Anita Hill Named Visiting Scholar For Spring Term

by Gretchen Kell

Anita Hill, the former University of Oklahoma law professor who has been outspoken on issues of gender and racial equality in the workplace, will spend spring semester here as a visiting scholar.

Hill was invited to the campus by the Institute for the Study of Social Change. She will research a new book, a comprehensive study of sexual harassment in the workplace. Doubleday has contracted to publish the manuscript.

In addition, Hill will continue her work on a collection of essays and speeches. She also plans to be a resource for graduate students, faculty and colleagues affiliated with the institute.

Hill is expected to arrive on campus by the first of February.
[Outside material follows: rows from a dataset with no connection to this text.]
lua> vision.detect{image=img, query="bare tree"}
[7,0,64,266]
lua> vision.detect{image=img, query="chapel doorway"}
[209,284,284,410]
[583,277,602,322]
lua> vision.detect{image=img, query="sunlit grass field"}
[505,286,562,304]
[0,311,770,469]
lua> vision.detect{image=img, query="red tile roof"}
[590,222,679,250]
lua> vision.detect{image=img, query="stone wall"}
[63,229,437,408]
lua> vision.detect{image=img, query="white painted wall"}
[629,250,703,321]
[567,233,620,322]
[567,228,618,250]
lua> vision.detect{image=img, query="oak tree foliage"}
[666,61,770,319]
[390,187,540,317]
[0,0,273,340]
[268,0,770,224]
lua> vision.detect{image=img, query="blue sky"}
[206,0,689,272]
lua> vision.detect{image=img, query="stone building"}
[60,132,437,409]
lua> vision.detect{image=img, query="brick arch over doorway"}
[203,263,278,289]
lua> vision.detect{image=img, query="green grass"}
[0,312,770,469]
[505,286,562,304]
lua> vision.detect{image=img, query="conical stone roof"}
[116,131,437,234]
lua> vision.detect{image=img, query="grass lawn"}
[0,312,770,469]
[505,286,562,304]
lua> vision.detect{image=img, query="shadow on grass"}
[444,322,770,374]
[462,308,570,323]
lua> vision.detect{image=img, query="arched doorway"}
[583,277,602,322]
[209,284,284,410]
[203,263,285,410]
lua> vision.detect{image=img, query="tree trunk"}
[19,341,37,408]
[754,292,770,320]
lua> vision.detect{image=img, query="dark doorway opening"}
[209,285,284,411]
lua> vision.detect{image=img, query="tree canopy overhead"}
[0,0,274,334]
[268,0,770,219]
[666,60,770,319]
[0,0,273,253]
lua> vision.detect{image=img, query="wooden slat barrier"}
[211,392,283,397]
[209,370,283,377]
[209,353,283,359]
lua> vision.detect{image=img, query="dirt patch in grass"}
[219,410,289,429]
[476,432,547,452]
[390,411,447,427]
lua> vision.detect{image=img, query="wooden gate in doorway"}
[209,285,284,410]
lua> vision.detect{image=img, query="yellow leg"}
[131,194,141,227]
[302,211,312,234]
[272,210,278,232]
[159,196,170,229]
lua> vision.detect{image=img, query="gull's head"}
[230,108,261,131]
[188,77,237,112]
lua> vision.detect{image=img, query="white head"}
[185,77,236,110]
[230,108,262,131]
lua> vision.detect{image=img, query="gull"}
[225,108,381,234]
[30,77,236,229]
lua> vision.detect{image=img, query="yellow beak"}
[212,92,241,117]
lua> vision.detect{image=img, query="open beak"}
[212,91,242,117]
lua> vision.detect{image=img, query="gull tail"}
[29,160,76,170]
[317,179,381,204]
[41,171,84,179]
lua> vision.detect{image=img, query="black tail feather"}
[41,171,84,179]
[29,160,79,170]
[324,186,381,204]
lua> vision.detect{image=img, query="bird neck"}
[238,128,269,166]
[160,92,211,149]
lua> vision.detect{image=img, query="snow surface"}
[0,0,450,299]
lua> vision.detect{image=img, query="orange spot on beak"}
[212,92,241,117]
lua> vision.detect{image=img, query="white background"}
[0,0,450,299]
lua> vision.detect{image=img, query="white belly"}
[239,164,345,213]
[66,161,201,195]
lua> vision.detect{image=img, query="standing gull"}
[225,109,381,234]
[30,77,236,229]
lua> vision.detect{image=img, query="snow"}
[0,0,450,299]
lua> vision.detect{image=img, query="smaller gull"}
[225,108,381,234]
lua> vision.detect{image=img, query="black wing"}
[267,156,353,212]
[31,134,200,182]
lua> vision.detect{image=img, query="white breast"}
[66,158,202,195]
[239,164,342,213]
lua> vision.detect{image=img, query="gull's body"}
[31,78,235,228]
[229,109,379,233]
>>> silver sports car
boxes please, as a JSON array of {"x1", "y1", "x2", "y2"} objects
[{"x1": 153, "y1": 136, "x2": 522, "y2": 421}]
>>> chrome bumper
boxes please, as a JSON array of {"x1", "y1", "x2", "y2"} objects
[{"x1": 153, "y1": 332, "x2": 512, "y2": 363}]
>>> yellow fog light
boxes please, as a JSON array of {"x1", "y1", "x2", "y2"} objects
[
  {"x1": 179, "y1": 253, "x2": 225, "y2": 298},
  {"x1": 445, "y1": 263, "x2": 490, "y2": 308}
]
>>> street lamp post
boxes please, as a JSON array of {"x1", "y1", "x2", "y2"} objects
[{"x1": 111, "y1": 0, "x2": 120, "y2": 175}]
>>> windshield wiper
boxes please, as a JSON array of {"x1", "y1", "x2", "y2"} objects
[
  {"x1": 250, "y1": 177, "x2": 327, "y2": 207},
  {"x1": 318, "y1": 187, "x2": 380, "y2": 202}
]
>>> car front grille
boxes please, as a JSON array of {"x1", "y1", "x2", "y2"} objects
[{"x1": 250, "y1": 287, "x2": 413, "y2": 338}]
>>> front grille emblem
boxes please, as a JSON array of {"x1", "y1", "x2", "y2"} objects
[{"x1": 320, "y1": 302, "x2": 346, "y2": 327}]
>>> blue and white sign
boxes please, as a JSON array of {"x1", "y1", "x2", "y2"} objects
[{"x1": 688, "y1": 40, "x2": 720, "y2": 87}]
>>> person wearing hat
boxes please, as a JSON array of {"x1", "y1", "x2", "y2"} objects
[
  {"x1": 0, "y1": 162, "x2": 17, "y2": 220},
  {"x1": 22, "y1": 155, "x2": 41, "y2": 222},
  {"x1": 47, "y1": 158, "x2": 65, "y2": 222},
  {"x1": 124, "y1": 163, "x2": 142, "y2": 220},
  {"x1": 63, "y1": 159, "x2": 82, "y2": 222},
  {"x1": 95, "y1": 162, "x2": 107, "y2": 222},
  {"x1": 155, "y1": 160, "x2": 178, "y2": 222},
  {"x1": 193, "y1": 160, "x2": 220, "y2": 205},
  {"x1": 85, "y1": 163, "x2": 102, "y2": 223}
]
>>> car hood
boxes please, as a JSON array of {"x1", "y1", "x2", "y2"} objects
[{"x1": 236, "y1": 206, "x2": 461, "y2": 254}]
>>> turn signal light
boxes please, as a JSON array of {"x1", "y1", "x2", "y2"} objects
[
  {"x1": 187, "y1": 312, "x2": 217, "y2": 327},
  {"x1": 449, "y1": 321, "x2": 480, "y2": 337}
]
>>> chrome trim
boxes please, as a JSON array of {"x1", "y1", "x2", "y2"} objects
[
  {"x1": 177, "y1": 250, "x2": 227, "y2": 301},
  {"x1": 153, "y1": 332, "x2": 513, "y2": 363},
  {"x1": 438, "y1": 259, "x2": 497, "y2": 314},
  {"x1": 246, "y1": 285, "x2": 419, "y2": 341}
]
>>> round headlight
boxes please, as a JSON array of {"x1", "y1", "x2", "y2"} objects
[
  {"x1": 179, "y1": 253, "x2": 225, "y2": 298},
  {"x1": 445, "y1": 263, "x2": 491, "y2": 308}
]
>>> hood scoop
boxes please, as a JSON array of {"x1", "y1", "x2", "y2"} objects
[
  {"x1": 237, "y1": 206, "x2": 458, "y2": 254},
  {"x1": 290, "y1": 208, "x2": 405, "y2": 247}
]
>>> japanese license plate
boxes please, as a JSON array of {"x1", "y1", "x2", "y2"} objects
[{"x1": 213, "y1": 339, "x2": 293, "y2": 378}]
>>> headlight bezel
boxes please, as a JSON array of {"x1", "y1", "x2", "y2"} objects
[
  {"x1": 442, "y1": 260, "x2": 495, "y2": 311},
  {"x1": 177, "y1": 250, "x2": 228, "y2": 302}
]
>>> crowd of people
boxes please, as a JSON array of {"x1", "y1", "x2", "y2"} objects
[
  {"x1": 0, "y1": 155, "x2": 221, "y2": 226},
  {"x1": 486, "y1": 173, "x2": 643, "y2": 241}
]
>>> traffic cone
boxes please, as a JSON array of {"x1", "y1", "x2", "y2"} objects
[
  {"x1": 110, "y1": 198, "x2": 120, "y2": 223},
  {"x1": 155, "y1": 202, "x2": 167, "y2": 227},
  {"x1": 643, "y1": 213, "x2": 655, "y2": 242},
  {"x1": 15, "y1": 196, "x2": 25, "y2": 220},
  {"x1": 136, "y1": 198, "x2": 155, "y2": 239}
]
"What her testimony did five to six years ago was to remarkably increase public consciousness about workplace harassment over gender and race," said Troy Duster, professor of sociology and director of the institute. "What her presence here will do is crystallize discussions of where things are now with these issues."

Duster said a number of faculty and graduate students have expressed interest in exploring these issues in seminars conducted by Hill.

The seminars will include one on the First and 14th Amendments that will focus on the tension between freedom of expression and equal protection under the law.

A graduate of Yale Law School, Hill has taught and written since 1983 about civil rights and commercial law.

She is the recipient of special recognition as a lecturer and teacher. She was awarded the Ray and Marian Vestor Lectureship at Linfield College, the Carlsen Lecture at the University of Minnesota, the William O. Douglas Lectureship at Gonzaga Law School and the Dean's Lecture at Yale University Law School.

At the University of Oklahoma, Hill was recognized as an outstanding teacher and lecturer.

She received the Merrick Teaching Award, the Calvert Faculty Award and College of Law and the University's Associates Distinguished Lectureship.

Hill has recently published "Race, Gender and Power in America -- The Legacy of the Hill-Thomas Hearings" (Oxford University Press). The anthology was co-edited by Emma Coleman Jordan. Scheduled for publication this fall is a book, also to be published by Doubleday, about Hill's experience with the Clarence Thomas Senate Judiciary Confirmation Hearing.